We have now enough test subjects under the strain to create a separate test group. 348C. Alex is calling them "The Childs". The Childs appear to be affected by the Hive mentality differently than the first group. Where 348B can seem to work with one mind collectively, 348C is subjugated and appears to take commands. As we study the body language, we are seeing that nods and clicks are given by the "Queen" and then response is show in the Childs. Yet others in 348B do not seem to give these commands.
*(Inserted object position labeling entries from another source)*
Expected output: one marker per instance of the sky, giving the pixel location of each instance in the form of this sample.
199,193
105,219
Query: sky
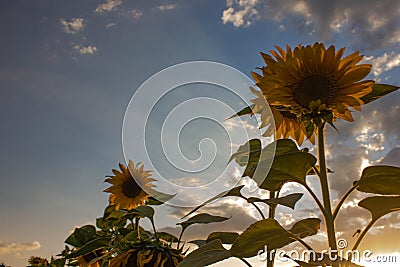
68,70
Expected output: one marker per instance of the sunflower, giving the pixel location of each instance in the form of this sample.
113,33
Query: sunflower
130,186
148,257
286,123
313,80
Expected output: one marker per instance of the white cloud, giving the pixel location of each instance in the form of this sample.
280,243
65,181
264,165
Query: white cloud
18,247
136,14
383,63
109,5
73,26
83,50
241,13
166,7
110,25
366,23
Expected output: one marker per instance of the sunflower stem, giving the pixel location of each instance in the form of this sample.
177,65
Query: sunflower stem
137,226
246,262
343,199
316,199
328,216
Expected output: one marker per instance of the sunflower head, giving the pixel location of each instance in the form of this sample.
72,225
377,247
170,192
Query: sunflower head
148,257
130,186
314,82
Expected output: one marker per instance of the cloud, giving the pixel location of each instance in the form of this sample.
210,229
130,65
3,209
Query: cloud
108,6
374,23
18,247
383,63
240,13
136,14
73,26
166,7
110,25
84,50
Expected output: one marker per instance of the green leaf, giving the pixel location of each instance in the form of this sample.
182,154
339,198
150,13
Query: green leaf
146,211
246,152
257,236
306,227
246,111
292,167
288,201
198,242
270,234
202,218
93,245
81,236
225,237
383,180
234,192
167,237
158,198
380,205
378,90
205,255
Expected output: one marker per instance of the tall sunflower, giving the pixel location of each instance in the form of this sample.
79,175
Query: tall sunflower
286,123
130,186
311,80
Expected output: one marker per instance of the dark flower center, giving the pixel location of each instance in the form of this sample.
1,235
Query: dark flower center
313,88
130,188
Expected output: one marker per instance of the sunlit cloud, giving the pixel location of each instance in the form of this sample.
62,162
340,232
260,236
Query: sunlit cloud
109,5
73,26
84,50
383,63
166,7
16,248
240,13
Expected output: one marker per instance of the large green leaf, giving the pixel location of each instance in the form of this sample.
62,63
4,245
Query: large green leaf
269,234
202,218
378,90
384,180
380,205
288,201
158,198
246,111
234,192
292,167
225,237
167,237
306,227
93,245
205,255
81,236
257,236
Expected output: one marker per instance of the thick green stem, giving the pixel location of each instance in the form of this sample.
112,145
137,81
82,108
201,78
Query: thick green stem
259,210
271,215
342,200
363,234
315,199
329,220
246,262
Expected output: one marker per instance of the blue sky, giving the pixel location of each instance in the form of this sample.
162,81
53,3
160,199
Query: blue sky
69,68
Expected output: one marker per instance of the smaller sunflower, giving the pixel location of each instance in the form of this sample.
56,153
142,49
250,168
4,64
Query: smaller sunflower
130,186
148,257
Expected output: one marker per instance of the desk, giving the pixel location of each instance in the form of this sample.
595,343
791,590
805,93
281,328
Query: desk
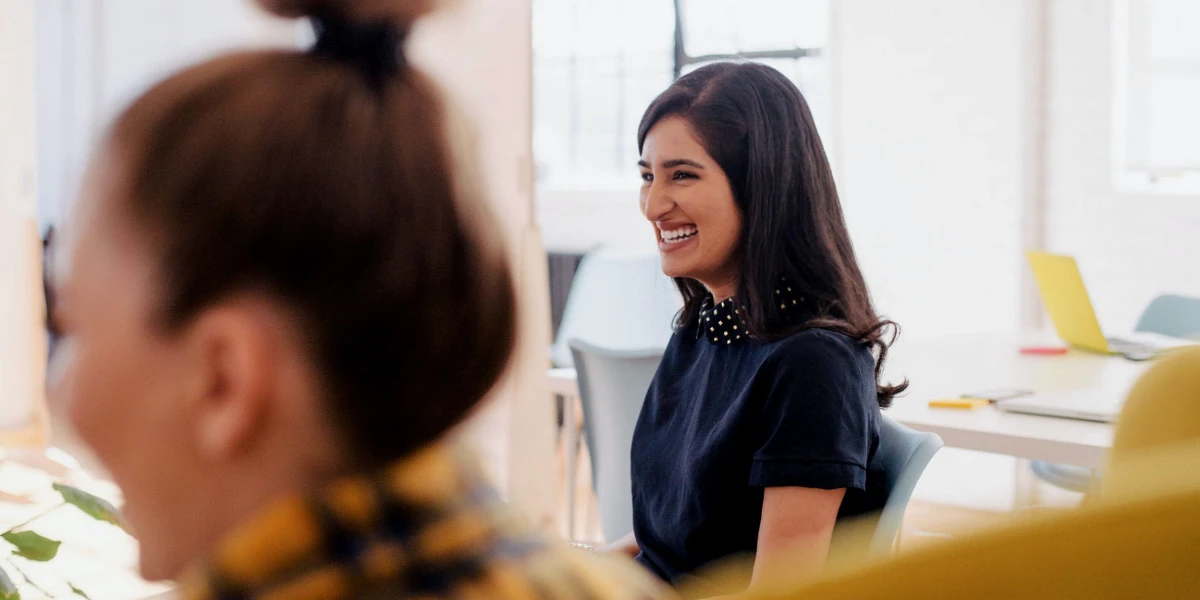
952,366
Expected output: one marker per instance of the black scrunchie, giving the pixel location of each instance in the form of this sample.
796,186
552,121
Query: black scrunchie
376,48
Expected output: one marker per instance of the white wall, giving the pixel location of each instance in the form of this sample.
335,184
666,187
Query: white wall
1131,247
22,346
94,58
930,118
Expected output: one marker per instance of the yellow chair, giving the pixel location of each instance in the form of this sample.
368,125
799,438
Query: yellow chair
1141,539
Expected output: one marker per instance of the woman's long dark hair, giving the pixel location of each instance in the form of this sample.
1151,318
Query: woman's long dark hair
757,126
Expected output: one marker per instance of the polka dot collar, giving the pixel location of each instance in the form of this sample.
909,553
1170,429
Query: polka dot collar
723,324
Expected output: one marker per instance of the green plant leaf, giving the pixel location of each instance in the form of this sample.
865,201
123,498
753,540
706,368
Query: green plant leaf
33,545
7,588
93,505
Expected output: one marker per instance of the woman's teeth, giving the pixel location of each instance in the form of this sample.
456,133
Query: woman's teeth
678,235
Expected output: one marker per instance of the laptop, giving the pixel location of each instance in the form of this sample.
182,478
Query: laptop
1071,310
1102,406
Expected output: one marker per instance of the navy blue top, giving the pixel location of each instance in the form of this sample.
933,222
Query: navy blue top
723,420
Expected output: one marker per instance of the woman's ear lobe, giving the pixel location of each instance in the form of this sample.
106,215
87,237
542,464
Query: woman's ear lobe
234,396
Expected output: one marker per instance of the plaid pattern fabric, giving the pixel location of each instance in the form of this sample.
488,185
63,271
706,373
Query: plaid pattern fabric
427,528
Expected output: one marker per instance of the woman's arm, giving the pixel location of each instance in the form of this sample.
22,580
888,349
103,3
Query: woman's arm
627,545
796,529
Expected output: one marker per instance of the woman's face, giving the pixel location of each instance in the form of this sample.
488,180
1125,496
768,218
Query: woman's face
688,198
118,379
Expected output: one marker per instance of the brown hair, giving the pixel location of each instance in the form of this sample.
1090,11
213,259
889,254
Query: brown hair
757,126
295,175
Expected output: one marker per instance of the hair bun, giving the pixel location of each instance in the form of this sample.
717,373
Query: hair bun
401,12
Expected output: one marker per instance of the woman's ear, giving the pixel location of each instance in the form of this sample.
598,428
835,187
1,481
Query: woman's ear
237,358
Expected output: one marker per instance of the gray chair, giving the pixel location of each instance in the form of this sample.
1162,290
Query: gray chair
1167,315
901,457
612,388
619,299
They all remain submissive to our will and stimuli exercises. Despite having varying degrees of control among themselves, they are responding with the desired passivity. We are bringing in a Primatologist. Hoping the study of those primitive creatures will helps us gain insight on training and behavior study in our test groups. It was Alex's suggestion. I suppose it will be helpful. Though I have my doubts on the value of the exercise. Issac was thrilled with the idea. I suppose it's good to see him getting on about anything. As of late he has been obsessively focused on the leader of 348B. He is spending an inordinate amount of time working with her souly. I fear our other work may suffer if he continues this favoritism. While I have a distaste for sharing space or credit, we truly need the three of us working evenly in order to complete within the Generals' given timeline. I believe Alex and I will have a word with him later in the week. Personal studies must take a back seat to the main work. It is crucial. Surely, he'll come to sense.
I feel it's important to note that none of the views of the characters reflect my personal opinion.